While, the argument about private sector’s accountability and responsibility to the public in general may be convincing to some, other do not buy it! For them a contract is a contract. Why should the private sector pay, if it is not required to. However, firstly they fail to recognize that the public context has its nuances. It needs to be given its due for the unique contributions that it brings in. For those uninitiated, these lie in easy policy frameworks, interest free loans, investment tax holidays etc. initially or bail outs, waivers of loans, accountal of non-performing assets, debt refinancing etc., when disaster strikes! Secondly, business management repeatedly argues for stakeholder management and underscores the need for stakeholder involvement and satisfaction. Hence, even if one views the contract as being sacrosanct, and would only like to work within its framework, one cannot avoid stakeholder management, and specially while working with the public sector.

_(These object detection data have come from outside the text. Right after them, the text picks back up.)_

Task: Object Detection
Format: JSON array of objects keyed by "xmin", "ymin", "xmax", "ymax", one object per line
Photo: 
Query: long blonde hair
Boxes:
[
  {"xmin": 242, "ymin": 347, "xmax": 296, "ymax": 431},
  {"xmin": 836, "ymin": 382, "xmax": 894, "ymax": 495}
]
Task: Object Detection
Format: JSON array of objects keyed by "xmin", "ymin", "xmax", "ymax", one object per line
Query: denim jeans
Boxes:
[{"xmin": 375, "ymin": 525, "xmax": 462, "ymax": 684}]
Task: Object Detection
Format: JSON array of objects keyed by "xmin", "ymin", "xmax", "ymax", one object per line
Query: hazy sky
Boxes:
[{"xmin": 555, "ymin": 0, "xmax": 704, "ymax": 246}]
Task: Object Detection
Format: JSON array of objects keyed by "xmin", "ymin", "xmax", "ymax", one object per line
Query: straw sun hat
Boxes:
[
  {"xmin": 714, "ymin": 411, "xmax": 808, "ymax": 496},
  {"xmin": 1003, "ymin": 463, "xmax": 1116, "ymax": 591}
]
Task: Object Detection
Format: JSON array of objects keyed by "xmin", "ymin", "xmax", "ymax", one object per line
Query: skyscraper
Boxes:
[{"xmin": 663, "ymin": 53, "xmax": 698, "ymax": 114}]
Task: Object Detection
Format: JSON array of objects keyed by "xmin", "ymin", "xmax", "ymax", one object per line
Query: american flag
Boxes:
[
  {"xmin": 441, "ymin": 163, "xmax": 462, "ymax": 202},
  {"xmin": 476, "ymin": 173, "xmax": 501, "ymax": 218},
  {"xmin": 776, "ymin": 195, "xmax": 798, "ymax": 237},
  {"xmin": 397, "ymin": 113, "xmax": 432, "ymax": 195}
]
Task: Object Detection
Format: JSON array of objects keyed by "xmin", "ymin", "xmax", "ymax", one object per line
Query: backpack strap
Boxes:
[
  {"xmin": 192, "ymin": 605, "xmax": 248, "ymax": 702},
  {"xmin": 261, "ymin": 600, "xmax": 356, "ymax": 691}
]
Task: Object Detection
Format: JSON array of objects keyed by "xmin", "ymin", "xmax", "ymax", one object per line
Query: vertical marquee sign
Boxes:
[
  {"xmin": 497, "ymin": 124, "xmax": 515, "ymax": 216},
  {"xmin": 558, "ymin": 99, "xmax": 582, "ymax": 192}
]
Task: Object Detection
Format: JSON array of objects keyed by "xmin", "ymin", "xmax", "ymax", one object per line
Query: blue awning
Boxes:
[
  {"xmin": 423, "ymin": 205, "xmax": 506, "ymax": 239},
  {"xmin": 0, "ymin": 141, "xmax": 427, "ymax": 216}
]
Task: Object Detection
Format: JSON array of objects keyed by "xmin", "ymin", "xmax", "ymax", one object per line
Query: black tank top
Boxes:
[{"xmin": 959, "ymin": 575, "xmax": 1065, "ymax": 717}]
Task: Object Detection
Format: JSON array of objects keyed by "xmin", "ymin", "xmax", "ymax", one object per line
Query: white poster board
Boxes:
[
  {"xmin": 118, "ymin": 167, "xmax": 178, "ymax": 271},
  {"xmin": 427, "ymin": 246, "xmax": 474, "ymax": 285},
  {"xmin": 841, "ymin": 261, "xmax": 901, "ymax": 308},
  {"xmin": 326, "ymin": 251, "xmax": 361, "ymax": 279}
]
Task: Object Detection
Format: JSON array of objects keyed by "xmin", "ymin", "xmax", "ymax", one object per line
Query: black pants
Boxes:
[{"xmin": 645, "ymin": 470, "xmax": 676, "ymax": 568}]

Hence, there is a limit to private sector opportunism when it takes up work in public sector. Specially, in the PPP context the risk allocations and attributions through expected to be optimal, they are unlikely to be so. Sharing risks, one may need to come to the aid of the other and accommodate one another. While contracts would remain sacrosanct and need to be rigidly adhered to, if one does not indulge in adequate stakeholder management (and here one does not refer to bribing) one should be prepared to be manhandled: set aside by the courts in public interest, or forced into out of court settlements. This is also a warning sign for all those who bank on the helping hand of the government! The government hand of support comes with a lot of written and unwritten agendas, and one should be ready to service these agendas before one decides to take this helping hand!
[1] One of the doing business aspects is “Enforcing contracts”, where India ranks 178/190.